Nope, not at all. In fact, I think it's funny and im smug. I'm free, and living the dream . I know which of the two of us is happier right now, and it isn't him.

tuttifruit · 04/10/2022 15:36

Just because they've got a new relationship don't assume they've won and their life is perfect - most relationships have problems and they may end up breaking up and he would have to 'start over' again. Equally, your soul mate could be just around the corner! And extra time by yourself will help you get to know yourself more and what you want from your next relationship, which is better than rushing into something new. So don't fret

Isaidnoalready · 04/10/2022 15:40

It's uncomfortable my ex always said I would never find anyone like him (abusive arshole) he was wrong the reason I'm single is because I'm trying to find someone NOT like him

Still makes me feel sad and lonely though

Googlecanthelpme · 04/10/2022 15:47

You only feel like he’s “won” because you’ve made up an imaginary competition.

If you remind yourself that it’s not a competition, that there is more to life than frantically finding a new partner and stop concerning yourself with his life then you’ll feel better.

The best revenge is to live well and be happy.
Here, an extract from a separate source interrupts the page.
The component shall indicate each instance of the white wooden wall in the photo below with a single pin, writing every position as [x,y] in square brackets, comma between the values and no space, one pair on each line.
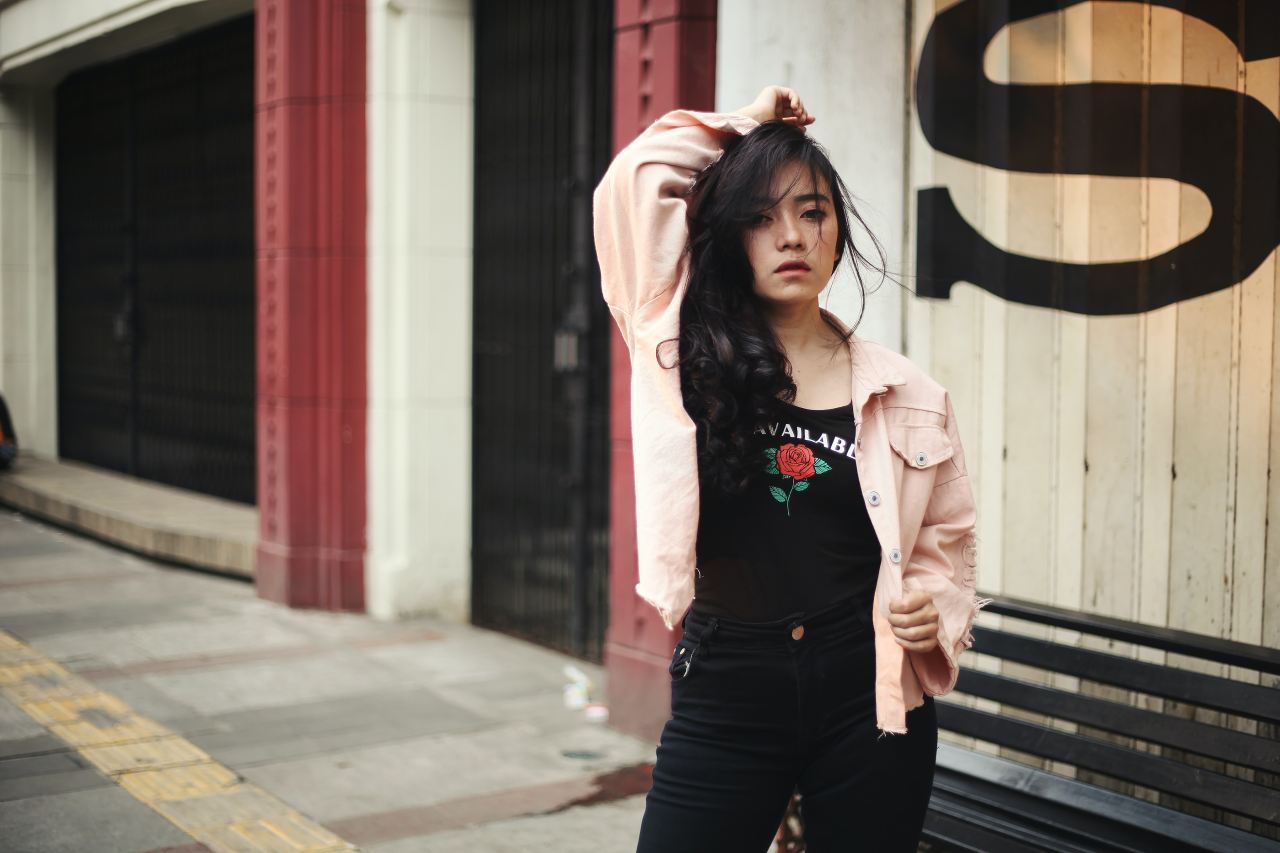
[1120,463]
Not shack up with someone else as quickly as possible to prove you’re not a loser.

SunThroughTheCloudsAt6am · 04/10/2022 15:54

Nope. I'm far to bloody busy to muck about with men at the moment anyway, and I just don't have the heart for it.
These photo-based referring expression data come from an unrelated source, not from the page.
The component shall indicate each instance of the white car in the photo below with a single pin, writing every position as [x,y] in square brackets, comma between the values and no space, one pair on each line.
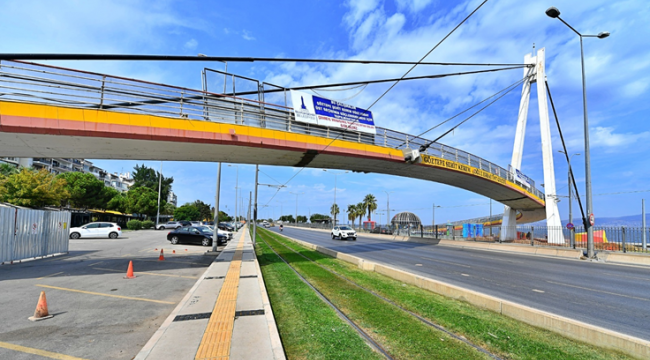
[344,232]
[96,229]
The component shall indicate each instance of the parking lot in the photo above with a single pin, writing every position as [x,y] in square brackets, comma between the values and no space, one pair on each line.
[98,314]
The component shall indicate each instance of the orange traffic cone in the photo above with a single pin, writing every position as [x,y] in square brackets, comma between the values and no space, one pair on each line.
[129,271]
[41,309]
Personally I think it reflects much more poorly on him that he abandoned his kids and ran off with a new woman immediately.

mathanxiety · 04/10/2022 15:55

No, because I knew something about exH that he definitely hadn't told the new love of his life.

NippyWoowoo · 04/10/2022 16:03

There is, hopefully, more to your life than getting another partner.

This. The sooner we stop seeing having a partner as a 'success' the sooner we will stop settling for men/partners that don't make us happy.

crochetmonkey74 · 04/10/2022 17:10

Googlecanthelpme · 04/10/2022 15:47

You only feel like he’s “won” because you’ve made up an imaginary competition.

If you remind yourself that it’s not a competition, that there is more to life than frantically finding a new partner and stop concerning yourself with his life then you’ll feel better.

The best revenge is to live well and be happy. Not shack up with someone else as quickly as possible to prove you’re not a loser.

I'm not doing this

OP posts:
crochetmonkey74 · 04/10/2022 17:11

blobby10 · 04/10/2022 15:15

crochetmonkey74 I feel the same - split with exH in 2015 and amicably divorced within a year. He got remarried in 2019 (2 days before what would have been our silver wedding anniversary which stung) but I was dating someone and having fun so whilst it niggled, I wasn't too upset.

My relationship has now ended (had been slowly dying since early 2020 if I'm honest) and I am slowly reconciling to never finding my soulmate, The One etc. I do go through stages of 'What if' and 'Why wasn't I enough' combined with 'He wasn't right for me so why do I care that he's happy and I'm not'!! I'm lucky that I can recognise when these stages are happening, recognise they are a stage and allow myself some wallowing before putting the feelings back in the box where they belong. But its not easy.

Yes I recognise this - the bit about putting the feelings back in the box- definitely!

OP posts:
crochetmonkey74 · 04/10/2022 17:11

NippyWoowoo · 04/10/2022 16:03

There is, hopefully, more to your life than getting another partner.

This. The sooner we stop seeing having a partner as a 'success' the sooner we will stop settling for men/partners that don't make us happy.

I wonder why we do see it as a success?

OP posts:
balalake · 04/10/2022 17:13

If he (or she) is an awful human being, then you should feel for the person concerned. Such as Carrie Johnson, as some people such as Boris Johnson deserve to be single.